Se quedan, finalmente, solos en la sala de reuniones que ha servido o debiera servir para evitar un juicio. La abogada le anuncia lo que le espera: un acuerdo en el que deberá pagar una cierta y sonora cantidad de millones de dólares a cambio de silencios y otras bagatelas, pues será lo racional y conveniente más allá de razones, que dan y me dan igual. Zuckerberg interroga por la posibilidad de quedarse más tiempo en la sala, está conectado y lo que vemos es cómo encuentra a esa primera chica, sí la que le dice asshole en la mesa del bar, que tiene página en Facebook y a la que le pide ser amigo. Zuckerberg refresca insistentemente la pantalla a la espera de reacción, seguramente porque está online.
Pensamos que la abogada quiere aprovechar el momento de soledad para dar en cierta forma el paso de provocar su atención.
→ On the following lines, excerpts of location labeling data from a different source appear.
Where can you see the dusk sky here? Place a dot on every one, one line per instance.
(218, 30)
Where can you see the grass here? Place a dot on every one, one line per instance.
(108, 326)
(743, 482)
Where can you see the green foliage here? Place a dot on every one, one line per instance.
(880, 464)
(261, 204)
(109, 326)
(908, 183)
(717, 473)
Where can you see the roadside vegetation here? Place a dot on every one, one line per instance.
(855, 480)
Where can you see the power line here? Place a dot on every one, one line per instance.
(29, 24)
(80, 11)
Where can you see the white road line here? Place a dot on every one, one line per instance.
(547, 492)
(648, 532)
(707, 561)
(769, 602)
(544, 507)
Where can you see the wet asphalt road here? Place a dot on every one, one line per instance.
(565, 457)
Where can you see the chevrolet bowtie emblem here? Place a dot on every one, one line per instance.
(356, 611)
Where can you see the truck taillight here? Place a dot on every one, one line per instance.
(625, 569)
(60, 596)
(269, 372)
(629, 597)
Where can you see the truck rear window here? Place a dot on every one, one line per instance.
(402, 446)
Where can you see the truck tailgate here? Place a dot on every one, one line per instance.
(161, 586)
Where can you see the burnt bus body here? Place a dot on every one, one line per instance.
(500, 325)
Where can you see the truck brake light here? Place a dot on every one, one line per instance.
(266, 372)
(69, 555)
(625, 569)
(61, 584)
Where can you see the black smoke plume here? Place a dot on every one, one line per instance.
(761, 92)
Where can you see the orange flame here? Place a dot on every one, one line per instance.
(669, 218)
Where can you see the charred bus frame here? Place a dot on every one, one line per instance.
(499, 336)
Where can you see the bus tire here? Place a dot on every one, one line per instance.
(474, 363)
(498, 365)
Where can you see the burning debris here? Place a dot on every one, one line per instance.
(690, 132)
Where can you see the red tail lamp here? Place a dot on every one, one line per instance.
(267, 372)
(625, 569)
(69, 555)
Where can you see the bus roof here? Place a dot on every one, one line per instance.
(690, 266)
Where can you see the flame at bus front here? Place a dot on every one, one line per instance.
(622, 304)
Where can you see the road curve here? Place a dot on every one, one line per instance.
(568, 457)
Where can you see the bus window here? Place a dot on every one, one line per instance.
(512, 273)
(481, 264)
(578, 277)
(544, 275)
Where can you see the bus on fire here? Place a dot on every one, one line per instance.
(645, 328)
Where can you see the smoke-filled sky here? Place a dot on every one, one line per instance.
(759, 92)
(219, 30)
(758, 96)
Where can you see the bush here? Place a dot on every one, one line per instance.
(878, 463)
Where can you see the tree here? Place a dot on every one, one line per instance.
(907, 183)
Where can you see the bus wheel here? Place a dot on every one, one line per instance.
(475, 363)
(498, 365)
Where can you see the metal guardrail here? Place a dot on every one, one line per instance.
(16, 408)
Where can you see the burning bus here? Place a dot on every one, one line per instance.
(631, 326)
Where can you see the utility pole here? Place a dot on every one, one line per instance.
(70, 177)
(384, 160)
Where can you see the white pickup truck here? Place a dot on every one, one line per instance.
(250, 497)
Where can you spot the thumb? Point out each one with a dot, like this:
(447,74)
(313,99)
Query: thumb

Sigue con sus formas enternecidas. Una oferta que rezuma únicamente cortesía por parte de Zuckerberg para tomar algo es rechazada. Ella inicia su camino de salida y le habla con suavidad, con los espectadores desconcertados y verdaderamente agradecidos por no haber llegado a lo trivial. Pero le habla: «¿sabes? no, no eres un gilipollas, pero es increíble el esfuerzo que haces para serlo». Y hace mutis. En la pantalla, sigue la chica que no responde. Al final del día, todo es por aquello que no puedes conseguir y que, probablemente, no conseguirás.